C’è l’impressione che sulle misure anti-COVID non si sia ancora d’accordo. Janez Jansa, il primo ministro sloveno il cui governo detiene la presidenza di turno del Consiglio dell’UE, sulle restrizioni di viaggio “auspica un approccio coordinato”, dice anche lui senza fare nomi, ma è chiaro che la linea imposta da Draghi ha già lasciato il segno. “Sono fiducioso che siamo vicini a raggiungere un accordo”.
La Germania non si pronuncia. Olaf Scholz, al suo primo summit, ribadisce l’importanza di difendere “i cittadini” dal virus, ma sui tamponi non risponde. Di tamponi non parla Magdalena Andersson, prima ministra di Svezia, che annuncia obbligo di green pass per tutti i cittadini UE in transito da e per il Paese “dalla prossima settimana”.
Quale possa essere la proposta di compromesso sembra indicarlo il primo ministro greco Kyriakos Mitsotakis. “La migliore risposta alla variante Omicron è la vaccinazione, e se serviranno test aggiuntivi sarà solo durante il periodo natalizio”. Ecco dunque la formula che potrebbe mettere tutti d’accordo. Andare oltre la logica del certificato COVID in uno dei momenti dell’anno in cui gli europei si mettono in movimento, per poi riaprire e tornare alle risposte comuni in senso più permissivo.

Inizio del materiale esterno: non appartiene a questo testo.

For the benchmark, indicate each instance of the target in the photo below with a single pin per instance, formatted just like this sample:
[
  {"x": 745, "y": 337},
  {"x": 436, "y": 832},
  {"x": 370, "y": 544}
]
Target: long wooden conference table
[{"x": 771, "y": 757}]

Non si annuncia una decisione né facile né scontata. Del resto, critica il presidente del Parlamento Sassoli, il comportamento come quello assunto dell’Italia “fa parte di un’Europa che rinvia i problemi”. Una stoccata ad un’Europa che ancora fatica a mettersi d’accordo. “Nel 2001 siamo usciti dalla crisi della mucca pazza grazie ad una politica comune sul benessere animale. Possiamo uscire dalla crisi COVID senza una politica comune? Questo è quello che si chiedono i cittadini”.
I leader intanto si chiedono come gestire la crisi russa. L’Alto rappresentante per la politica estera e di sicurezza dell’UE, Josep Borrell, assicura che “siamo al lavoro per un ampio ventaglio di sanzioni”, su cui nessuno dei leader si sbottona. “Non è il caso di parlarne adesso”, la frase ripetuta da tutti gli interpellati. Non si vogliono mostrare le carte troppo presto, perché si vuole evitare “lo scenario peggiore, quello di un conflitto militare, che purtroppo non possiamo escludere”, ammette il presidente lituano Gitanas Nauseda. L’impressione è che tutto o quasi dipenderà dalle mosse di Mosca, con l’UE pronta a reagire e alle prese con il kit di risposta per ogni evenienza.“L’inviolabilità delle frontiere è un importante fondamento della pace in Europa e faremo di tutto per mantenere questa inviolabilità”, afferma Scholz al suo arrivo in Consiglio.